Julien Reverchon (August 3, 1837 – December 30, 1905) was a French botanist and naturalist.

== Biography ==
=== Childhood ===
Reverchon was born on August 3, 1837, in Diémoz, France, to Jacques Maximilien and Florine (Pete) Reverchon. He was the brother of Elisée Reverchon and Paul-Alphonse Reverchon.

During his youth, Reverchon had already begun to display an interest in the natural world, and together with his brother Elisée amassed a collection of nearly 2,000 species of plants during his childhood. This devotion to nature laid the foundation for the career he would pursue later in life.

=== Arrival in the United States ===

At the age of 19, Julien and his father emigrated from France to join Fourierist Victor Prosper Considerant's colony at La Réunion in Dallas County, Texas; his older brothers Elisée and Paul-Alphonse remained behind in France.

The Reverchons arrived at La Réunion in December 1856, shortly before the formal dissolution of the colony. Jacques received a plot of land at the southeastern edge of the colony in exchange for their shares in the failed enterprise. The family established a farm on the site, and Reverchon began studying the local flora.

=== Family life and career ===

Reverchon married Marie Henri on July 24, 1864. They had two sons, Maximilien and Michel, born in 1865 and 1866 respectively, who would both die as youths of typhoid fever in 1884.

After abandoning botany for a few years, Reverchon resumed collecting plants in 1869, when he went on an expedition with fellow naturalist Jacob Boll to collect fossils in West Texas. With subsequent collections, he contributed to the production of noted floras by Asa Gray and Charles Sprague Sargent, and the enrichment of many American collections. Reverchon's plant specimens were distributed by Allen Hiram Curtiss in his exsiccata-like series North American Plants.

=== Later life and death ===

In his later years, Reverchon taught botany at the Baylor University College of Medicine, at the time located in Dallas.

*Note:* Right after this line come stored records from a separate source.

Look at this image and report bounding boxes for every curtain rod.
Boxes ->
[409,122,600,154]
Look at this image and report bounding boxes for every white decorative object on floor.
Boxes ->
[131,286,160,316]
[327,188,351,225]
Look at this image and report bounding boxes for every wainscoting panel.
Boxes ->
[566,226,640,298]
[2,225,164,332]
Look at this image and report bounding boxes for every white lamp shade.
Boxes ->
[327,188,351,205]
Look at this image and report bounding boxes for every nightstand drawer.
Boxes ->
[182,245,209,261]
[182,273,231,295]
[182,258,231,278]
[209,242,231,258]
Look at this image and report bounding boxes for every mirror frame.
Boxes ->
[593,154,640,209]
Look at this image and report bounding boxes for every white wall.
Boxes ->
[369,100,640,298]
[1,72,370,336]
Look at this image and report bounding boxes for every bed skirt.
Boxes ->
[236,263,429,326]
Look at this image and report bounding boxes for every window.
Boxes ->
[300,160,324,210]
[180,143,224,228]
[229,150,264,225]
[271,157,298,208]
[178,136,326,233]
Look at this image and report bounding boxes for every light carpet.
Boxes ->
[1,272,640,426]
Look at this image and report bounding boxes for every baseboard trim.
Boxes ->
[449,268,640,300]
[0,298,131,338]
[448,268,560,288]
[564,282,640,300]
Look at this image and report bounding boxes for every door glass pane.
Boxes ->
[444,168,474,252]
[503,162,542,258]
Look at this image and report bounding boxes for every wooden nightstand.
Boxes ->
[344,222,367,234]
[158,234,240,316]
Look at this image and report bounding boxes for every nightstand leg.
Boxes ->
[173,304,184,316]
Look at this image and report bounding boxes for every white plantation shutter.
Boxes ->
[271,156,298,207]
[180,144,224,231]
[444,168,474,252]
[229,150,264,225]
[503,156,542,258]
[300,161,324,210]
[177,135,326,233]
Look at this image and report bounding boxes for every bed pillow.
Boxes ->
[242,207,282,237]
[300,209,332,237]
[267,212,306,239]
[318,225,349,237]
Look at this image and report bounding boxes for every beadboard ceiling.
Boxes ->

On July 6, 1905, Reverchon was struck by a train, fracturing his arm and badly bruising his back, while examining some bugs near a railroad track in Greenville, Texas. Reverchon never recovered from his injuries, and died at his adopted son Robert Freeman's home in Eagle Ford on December 30th. He was 68 years old.

At the time of his death, his home, known as the "Rose Cottage", contained a rich herbarium with more than 2,600 different species and 20,000 specimens.

== Legacy ==

Dalea reverchonii was first documented by Reverchon. Hedeoma reverchonii, Muhlenbergia reverchonii, Tradescantia reverchonii, and Yucca reverchonii are named in his honor.

Reverchon's botanical collection is widely considered the most elaborate of his time. It was donated to the Missouri Botanical Garden in St. Louis upon his death.

The city of Dallas named Reverchon Park in his honor. In 2012, artist Kevin Obregón collaborated with the Friends of Reverchon Park, a nonprofit organization, to create a giant paper-mâché puppet of Julien Reverchon for Bridge-O-Rama's Parade of Giants, celebrating the opening of the Margaret Hunt Hill Bridge. In 2013, the puppet would be displayed at Midtown ARTwalk in the Valley View Center shopping mall.